As a bay supervisor, Jimmie Lee Hutchison had an assistant and four operators. When she came on duty, she signed a logbook that lay on top of a printer near the bombes. It was Jimmie Lee’s job to keep the log, supervise the bay, and set up one of the machines according to a menu she was given. Doing so entailed moving commutator wheels and rotating them to the starting position. The wheels were heavy—weighing nearly two pounds—and had to be carefully placed so they wouldn’t fly off and break somebody’s leg. She would set the wheels, sit on a stool, and wait to see if she got a hit. The machines ran so fast that they couldn’t stop immediately. They had a rudimentary memory, so the wheels would run for a few seconds, then stop, back up, and generate a printout recording the setting that produced the hit. Jimmie Lee would take the printout to a window where a gloved hand belonging to an unseen female officer would emerge and take it. It was tiring work that required energy and concentration. The women hated the long “hoppities,” when they were testing a possible wheel turnover and had to get up and down, up and down, changing the wheels several times on the same run.
Jimmie Lee by now had married her high school sweetheart, Bob Powers.

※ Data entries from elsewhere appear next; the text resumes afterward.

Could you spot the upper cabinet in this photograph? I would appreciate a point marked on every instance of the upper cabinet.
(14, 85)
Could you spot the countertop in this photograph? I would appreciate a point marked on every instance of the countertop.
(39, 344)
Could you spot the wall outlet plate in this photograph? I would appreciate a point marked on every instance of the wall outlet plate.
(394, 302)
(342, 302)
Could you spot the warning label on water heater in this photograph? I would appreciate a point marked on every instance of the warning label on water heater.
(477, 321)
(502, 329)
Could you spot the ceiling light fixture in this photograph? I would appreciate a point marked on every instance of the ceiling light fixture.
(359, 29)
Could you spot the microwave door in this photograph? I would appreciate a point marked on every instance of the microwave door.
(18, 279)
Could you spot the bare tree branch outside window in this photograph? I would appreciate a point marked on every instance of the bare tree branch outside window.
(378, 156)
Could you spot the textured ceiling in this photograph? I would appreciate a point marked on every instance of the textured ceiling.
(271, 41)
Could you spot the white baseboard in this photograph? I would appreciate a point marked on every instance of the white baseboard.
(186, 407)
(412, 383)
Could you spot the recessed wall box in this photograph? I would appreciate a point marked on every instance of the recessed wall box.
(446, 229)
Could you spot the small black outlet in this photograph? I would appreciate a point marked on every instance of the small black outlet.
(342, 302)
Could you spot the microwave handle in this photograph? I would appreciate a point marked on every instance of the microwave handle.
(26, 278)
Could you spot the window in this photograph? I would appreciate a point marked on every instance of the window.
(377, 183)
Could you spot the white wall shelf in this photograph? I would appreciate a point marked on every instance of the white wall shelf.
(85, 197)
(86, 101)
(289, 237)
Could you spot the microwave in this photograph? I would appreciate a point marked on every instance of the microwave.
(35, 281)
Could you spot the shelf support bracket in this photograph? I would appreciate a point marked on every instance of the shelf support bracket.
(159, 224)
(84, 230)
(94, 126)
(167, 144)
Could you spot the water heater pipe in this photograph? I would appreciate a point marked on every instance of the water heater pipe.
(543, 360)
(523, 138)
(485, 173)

By a lucky coincidence, Bob had been assigned to ferry planes into the airfields at Dayton, bringing planes up from North Carolina and from Bowman Field in Kentucky. They married at Bowman Field on June 18, 1943. Back in Dayton, Jimmie Lee’s WAVES friends threw them a party. After that, the newlyweds had spent time together whenever Bob Powers flew into Dayton. Sometimes he would get in before she finished her shift, so he’d wait in the hotel room until she got cleaned up, and they’d go out to dinner. One time Jimmie Lee lost her engagement ring down the sink in her cabin and was frantic until the custodian kindly removed the trap and fished it out. Neither Jimmie Lee nor Bob had ever heard of trick-or-treating, which was not something people did in Oklahoma, so their first Halloween, in October 1943, they felt like kids.
After Jimmie Lee was sent to Washington, though, their visits were few and far between.
As Jimmie Lee and the other women settled into their duties, they became part of an Enigma code-breaking chain that was virtually all female. When a message arrived at the Annex, it would first go to the cribbing station. The cribbers had one of the hardest jobs, sifting through intelligence from the war theater, including ship sinkings, U-boat sightings, weather messages, and battle outcomes. Scanning intercepts, they had to select a message that was not too long—a long message might involve more than one setting—and guess what it likely said. Juxtaposing crib and message, they had to devise a menu. Louise Pearsall did this; so did Fran Steen, the biology major from Goucher College. Fran had spent a year on the Japanese project, then moved to the German ciphers. Promoted to watch officer, Fran had access to a secure line that connected her to a counterpart in England. Her code name was “Pretty Weather,” and her British contact—male; she never met him—went by “Virgin Sturgeon.”